“Disruption is nothing but evolution that happens quickly,” said Mohanbir Sawhney, Director, Center for Research in Technology & Innovation at Kellogg School of Management. His session ‘Attacking the Digital Disruptor’ was a part of the ongoing NASSCOM India Leadership Forum in Mumbai.
Sawhney believes that there are three questions to address when it comes to understanding digital disruption:
1. What is it?
Digital Disruption is caused due to connectivity. From desktop internet which connected one billion users to mobile internet which connected 10 billion users and finally the Internet of Things (IoT) which connects 100 billion users. These layers build on each other. The IoT is already here and is changing the way we live with the introduction of fitness trackers, connected cars, thermostats amongst others. By adding the word ‘connected’ before any product, we change its meaning and usage completely. For example, connected fitness will lead to self-quantification, where your treadmill will know you ate an extra burger yesterday and will ask you to run an extra mile to compensate for the extra calorie intake.
2. So what?
Everything about you is data and it is being logged continuously. Digital disruption will move from wearables to cars, homes, infrastructure, smart cities and finally all other vertical till we become an IoT world. It will provide a user choice, better cost, convenience, control, customization and develop a community.
3. Now what?
In descending order of effectiveness and risk, following are the options for any enterprise looking to disrupt digitally, according to Sawhney:
Disrupt your own business. For example, when Netflix moved from DVD delivery to streaming business or the way HBO has disrupted its own channel and launched HBO Go to counter competition.It is important to leverage your own assets to create a model which competitors cannot copy.
A little less risky, but equally effective is to acquire disruptive businesses. It is important to keep the cannibals in the family. But the enterprise must remember to isolate, incubate and infiltrate the acquired company before integrating it with the organization.

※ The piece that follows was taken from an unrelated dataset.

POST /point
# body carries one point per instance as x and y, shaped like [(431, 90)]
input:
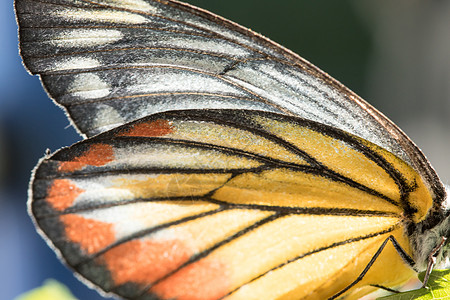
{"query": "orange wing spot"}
[(91, 235), (206, 279), (152, 129), (62, 193), (143, 262), (98, 155)]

Integrate digital with physical. Create an omnichannel experience for consumers. A store should be converted into a showroom and made more interactive. Take for example clothing brand Burberry’s store in London, where certain articles of clothing and accessories carry RFID chips. These chips interact with store mirrors and show videos of what the outfits can be paired with.
Another good example is the ‘social menu’, which some restaurants in the West have started using. These menus show pictures of food items, and next to each picture is the number of likes it has received from the visitors.
• Becoming Digital
Learn from Disruptors. Build a digital enterprise. While automation of the back office is taking place, what we need now is automation of the front office, like sales, marketing. That is the future. Online companies like Amazon will venture offline and offline companies will need to go online. Ultimately, customers will benefit from an omnichannel experience.
Companies that will win are those that build the best hybrid technology. One needs to question assumptions, embrace agile business processes and evolve fast. As Charles Darwin said: “It is not the strongest of the species that survives, but the most adaptable.”